今村 WBC球で“上原ばり”フォーク上々手応え

[ 2013年2月9日 07:03 ]

シート打撃に登板し好投する今村

 侍ジャパン候補の広島・今村猛投手(21)が8日、日南キャンプでワールド・ベースボール・クラシック(WBC)の公式球を使ってシート打撃に初登板。上原浩治(レッドソックス)ばりの高速フォークで2三振を奪った。世界斬りの切り札となる変化球には、右腕も「悪くなかった。大丈夫だと思います」と手応え。最終選考生き残りへ、光が見えた。

 正午の気温7・4度。冷たい風が肌を時折突き刺す中、侍ジャパンの最年少右腕は熱投を披露した。当初「少し滑る」と感想を漏らしたWBC公式球を使い、打者8人に対して直曲球を織り交ぜ投じた29球。中でも習得した“上原フォーク”に好感触を見いだした。

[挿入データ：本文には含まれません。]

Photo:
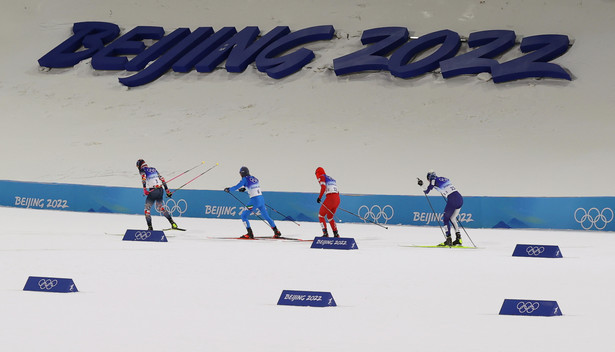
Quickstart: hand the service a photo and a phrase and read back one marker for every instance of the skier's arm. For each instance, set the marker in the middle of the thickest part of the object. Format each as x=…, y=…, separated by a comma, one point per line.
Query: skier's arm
x=242, y=183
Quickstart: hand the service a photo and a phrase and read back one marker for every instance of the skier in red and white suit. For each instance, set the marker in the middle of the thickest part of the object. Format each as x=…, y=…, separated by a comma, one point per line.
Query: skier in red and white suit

 「フォークを試したいと思って投げた。イメージしていた軌道? もう少しうまくいくと思うけど、悪くなかった。大丈夫だと思います」

 許した2安打は、いずれも弱い当たりながら飛んだコースが不運だったもの。天谷、木村を空振り三振、庄司を三邪飛、迎を三ゴロと4人続けてフォークをウイニングショットに使って仕留めた投球は、圧巻だった。

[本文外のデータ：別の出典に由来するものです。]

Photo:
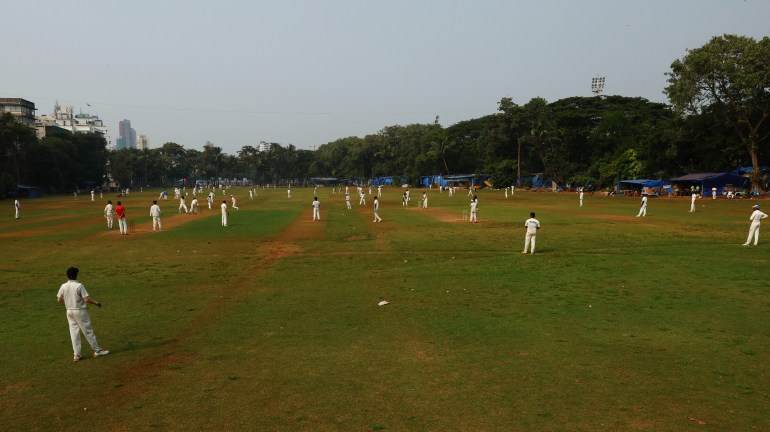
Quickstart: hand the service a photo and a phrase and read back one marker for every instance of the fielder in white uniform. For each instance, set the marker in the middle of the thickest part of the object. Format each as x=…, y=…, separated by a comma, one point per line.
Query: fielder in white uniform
x=224, y=212
x=108, y=214
x=474, y=209
x=643, y=208
x=377, y=217
x=316, y=209
x=532, y=226
x=155, y=213
x=755, y=219
x=74, y=296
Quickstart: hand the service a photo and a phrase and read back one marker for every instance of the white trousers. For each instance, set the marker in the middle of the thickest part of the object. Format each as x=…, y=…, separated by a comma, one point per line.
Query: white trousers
x=753, y=231
x=530, y=238
x=80, y=321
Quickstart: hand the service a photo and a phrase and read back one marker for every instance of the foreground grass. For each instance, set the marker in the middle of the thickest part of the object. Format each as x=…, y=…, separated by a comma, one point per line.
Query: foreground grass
x=617, y=323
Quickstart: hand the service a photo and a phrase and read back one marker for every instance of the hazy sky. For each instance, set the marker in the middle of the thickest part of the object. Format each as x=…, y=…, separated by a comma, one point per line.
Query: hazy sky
x=309, y=72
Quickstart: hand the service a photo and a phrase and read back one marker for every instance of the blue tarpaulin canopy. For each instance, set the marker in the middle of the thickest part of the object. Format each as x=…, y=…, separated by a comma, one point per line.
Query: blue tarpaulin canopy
x=639, y=184
x=707, y=181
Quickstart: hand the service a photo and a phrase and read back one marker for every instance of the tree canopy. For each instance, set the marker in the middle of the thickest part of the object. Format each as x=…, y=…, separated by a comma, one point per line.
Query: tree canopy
x=730, y=77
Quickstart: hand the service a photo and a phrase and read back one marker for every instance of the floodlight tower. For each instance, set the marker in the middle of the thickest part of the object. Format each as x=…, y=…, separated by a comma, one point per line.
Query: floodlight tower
x=597, y=85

 新春4日の始動日からWBC球を使って練習を開始。右腕は当時「スライダーは抜けるけど、指に挟むボールは影響が少ない。上原さんのように速く見えるのが理想。スピードがあれば、それほど落差がなくても、詰まらせて打ち取れると思うので」と語っていた。

 この日の最速は145キロ、フォークは133~5キロを計測。野村監督は「猛はまだスピードが出る」と証言する。実際、今村が落ちる球を投げ始めた昨季終盤には、130キロ台後半をマーク。何より、上原は06年のWBC優勝に貢献するなど、国際試合にめっぽう強かった。21歳が手応えを感じるのは当然だった。

 「ただ、スライダーはまだ制球できていない。直球も、際どいコースに投げる精度がもう少し。制球をもう少し磨いて合宿に入りたい」

 15日の代表合宿スタートまで残り1週間。最終メンバー生き残りへ、今村は好感触と自信を抱きながらも、より一層、気を引き締めていた。